The subject who stood out the most for me was Holly Conrad. She was running a costume workshop out of her garage, creating an elaborate set of Mass Effect costumes for the Masquerade at Comic-Con. Her team wound up winning the judge’s award for their execution and innovation.
Holly stood out from the other subjects in the documentary because she didn’t view the convention in the same way. With a dry wit and a laser focus on one aspect of Comic-Con, she was not the typical comic fan you would expect in this kind of documentary. Obviously she’s a fan. She was just really focused on showcasing her work in that contest.
Holly Conrad now runs Crabcat Industries with Jessica Merizan, the person who never left the sewing machine when Morgan Spurlock filmed the workshop. The duo now have a costume and fabrication how-to show on the Nerdist Channel called Try This at Home with Crabcat Industries.
The first episode showed a clear direction for the program. Holly and Jessica have fun doing this work. They also have really sarcastic personalities and love a good awkward moment.
The first episode focused on setting up a workshop. They ran down their recommended safety equipment and tools before they really start fooling around with their friends/coworkers. Since there’s no right way to set up a studio (other than what works for you while still being safe), the episode doesn’t focus too much on how this team set up their studio. You get enough shots of their shelves, wall units, and hanging system to inspire your own set-up without dictating what you have to do.
Try This at Home is a very relaxed DIY show. Fabrication and costume design are wide fields with no definitive solution to any challenge. Aside from the tools (heat guns, sealants, vacuum forms, sewing machines, rotary tools, etc.), all you need to declare success is a safely completed finish product. Whether you do it in foam, recycled materials, or latex casting, all that matters is that finished product. Does it look good? Is it durable? Does it do everything it’s supposed to? Then you’ve succeeded.

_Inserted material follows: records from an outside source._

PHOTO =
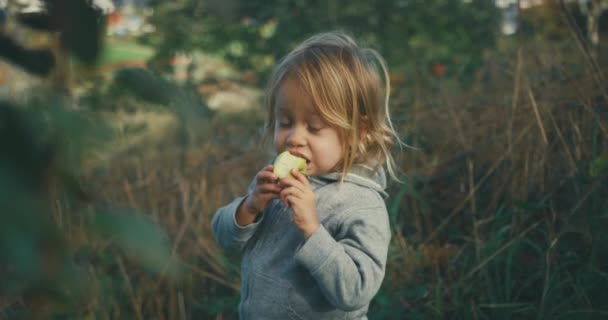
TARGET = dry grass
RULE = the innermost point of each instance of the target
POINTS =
(526, 132)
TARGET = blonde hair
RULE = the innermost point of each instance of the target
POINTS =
(349, 86)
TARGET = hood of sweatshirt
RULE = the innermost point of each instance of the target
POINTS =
(363, 175)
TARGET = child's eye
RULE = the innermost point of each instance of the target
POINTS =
(283, 122)
(315, 129)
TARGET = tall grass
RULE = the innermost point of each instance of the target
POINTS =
(502, 214)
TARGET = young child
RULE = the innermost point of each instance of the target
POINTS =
(315, 246)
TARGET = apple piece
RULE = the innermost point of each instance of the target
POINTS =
(285, 162)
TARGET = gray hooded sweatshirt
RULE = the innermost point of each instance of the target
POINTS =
(332, 275)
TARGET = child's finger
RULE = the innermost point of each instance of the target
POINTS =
(270, 188)
(265, 176)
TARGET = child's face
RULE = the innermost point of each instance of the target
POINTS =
(300, 129)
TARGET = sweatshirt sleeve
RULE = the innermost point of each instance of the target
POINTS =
(349, 269)
(227, 232)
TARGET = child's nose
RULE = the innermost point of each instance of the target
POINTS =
(296, 136)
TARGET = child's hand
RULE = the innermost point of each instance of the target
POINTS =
(265, 190)
(297, 194)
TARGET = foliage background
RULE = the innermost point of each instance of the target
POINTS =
(115, 161)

The second episode focused on creating an Infinity Gauntlet (a super-powered weapon wielded by Thanos in the Marvel universe) and is a fast look at fabrication. Holly drafts a quick paper pattern, then cuts away at foam until she has something resembling the Infinity Gauntlet. Then it’s all carving, gluing, sealing, and painting from there.
At first, I questioned whether going through the steps so quickly was a wise decision. If someone wanted to make the exact same Infinity Gauntlet featured in this episode, they would have to watch a few times and parse out some of the unnamed extra steps. The edit assumes that someone who wants to do this project has a good sense of intuition.
Then I realized that, with editing for time, this became a sort of introduction to this style of fabrication. Holly runs down all the equipment she used to create a metallic texture on the foam. It’s up to you to follow the product directions and experiment with application techniques.
As I’ve learned from a lifetime of ceramics and crafting, there is no one right way to create a fake finish. This show is telling you what you need to get to experiment with this method. Do you want your gauntlet rough or smooth? How much gold is enough gold for your design? Do you want to do the bulk of your work in carving or painting the piece? Those are the choices you have to make when doing any kind of DIY project.
The important takeaway for me with Try This at Home is the no stress atmosphere. Making things is frustrating. The last thing you want to do is be so serious that you lose out on any fun in the process. You’re making costumes and props. It should be fun. You should be able to fool around with your friend and get the job done.
If you have any interest in design and fabrication, it’s worth checking out Try This at Home. It’s a fun introduction to how his process works.